Nação se levantará contra nação, e reino contra reino. Haverá terremotos em vários lugares e também fomes. Essas coisas são o início das dores.(...)
Se, então, alguém lhes disser: ‘Vejam, aqui está o Cristo! ’ ou: ‘Vejam, ali está ele! ’, não acreditem.
Pois aparecerão falsos cristos e falsos profetas que realizarão sinais e maravilhas para, se possível, enganar os eleitos.
Por isso, fiquem atentos: avisei-os de tudo antecipadamente” - Marcos 13:1-23“São versos espetaculares em sua inesperada sabedoria (...) Sua mensagem é: sim, é claro, haverá uma catástrofe, mas ficai pacientemente atentos, não acreditai nela, não ficai presos em extrapolações, não vos entregai ao prazer propriamente perverso de pensar ‘Então é isso!' em suas diversas formas (o aquecimento global vai nos extinguir em uma década, a biogenética representará o fim da existência humana, etc etc.). Longe de nos seduzir para um arrebatamento perverso e autodestrutivo, adotar a posição propriamente apocalíptica é, mais que nunca, a única maneira de manter a cabeça fria” - página 58.
será que o que precisamos agora é mais de deus? me pergunto. mas não esse deus completamente volátil que temos criado. esse deus que nos manda comprar roupas de marca e viagens caras (pego emprestada essa frase da
); que nos veste com grandes logos ostentando nossas roupas de mais de mil doláres. esse deus que cria igrejas com áreas vips para aqueles que tem milhões de seguidores e reais no bolso. eu não sei, mas me parece novamente os fariseus que jesus tanto condenava. é esse deus (que separa) que precisamos? esse deus que julga? na teologia esta é a definição de deus:“Deus é o Ser Supremo Espírito Infinito, Eterno, Imutável em seu Ser, Sabedoria, Poder, Santidade, Justiça, Bondade, Verdade e Amor, Único, Perfeito, Criador e Sustentador do universo, Pessoal e subsiste em três Pessoas ou Distinções: Pai, Filho e Espírito Santo".
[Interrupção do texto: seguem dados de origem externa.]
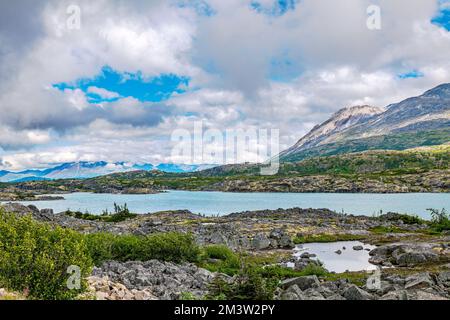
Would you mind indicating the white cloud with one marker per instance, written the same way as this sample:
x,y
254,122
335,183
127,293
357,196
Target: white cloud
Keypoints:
x,y
103,93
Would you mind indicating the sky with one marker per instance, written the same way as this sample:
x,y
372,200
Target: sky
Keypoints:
x,y
118,84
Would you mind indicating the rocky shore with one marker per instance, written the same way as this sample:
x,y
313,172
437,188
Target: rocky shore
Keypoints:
x,y
418,262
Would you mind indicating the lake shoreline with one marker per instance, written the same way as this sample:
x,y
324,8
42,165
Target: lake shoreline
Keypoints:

até as religiões foram compradas. desvirtuadas pelo ego do homem. agora, sabemos sobre tudo a um clique. e me desculpe, também não tem nada alternativo para nos salvar. os líderes espirituais também fizeram besteira. abusos de corpo e de poder. somos a primeira geração que sabe de tudo a um clique. isso é ótimo, mas também nos tira toda e qualquer estrutura. somos a primeira geração a não ter ao que recorrer. a ter que criar a própria trajetória de fé e de profissão. até porque não existe mais profissão e só o que nos resta é a fé. mas ter fé em quê? ter fé em nós mesmos já se comprovou um fardo; eu, eu e eu foi o que nos trouxe até aqui. então fé em quem?
achamos que a solução disso tudo é um detox digital. talvez seja. por um momento. para desanuviar a mente. detox digital é o novo vipassana. mas também esquecemos que é uma ilusão. desligamos nosso celular, mas a tecnologia continuará pairando energeticamente em todo nosso ser. o wi-fi de todos criando uma camada nova no planeta. o cartão de crédito por aproximação. não aceitamos dinheiro, só pix. ou você quer que eu pegue a maquininha?
é difícil porque se você quer ser da lógica vigente e não ver sua vida escorrer sendo clt, você vai precisar divulgar seu trabalho. uhum, você vai precisar estar aqui que nem eu, escrevendo para uma plataforma.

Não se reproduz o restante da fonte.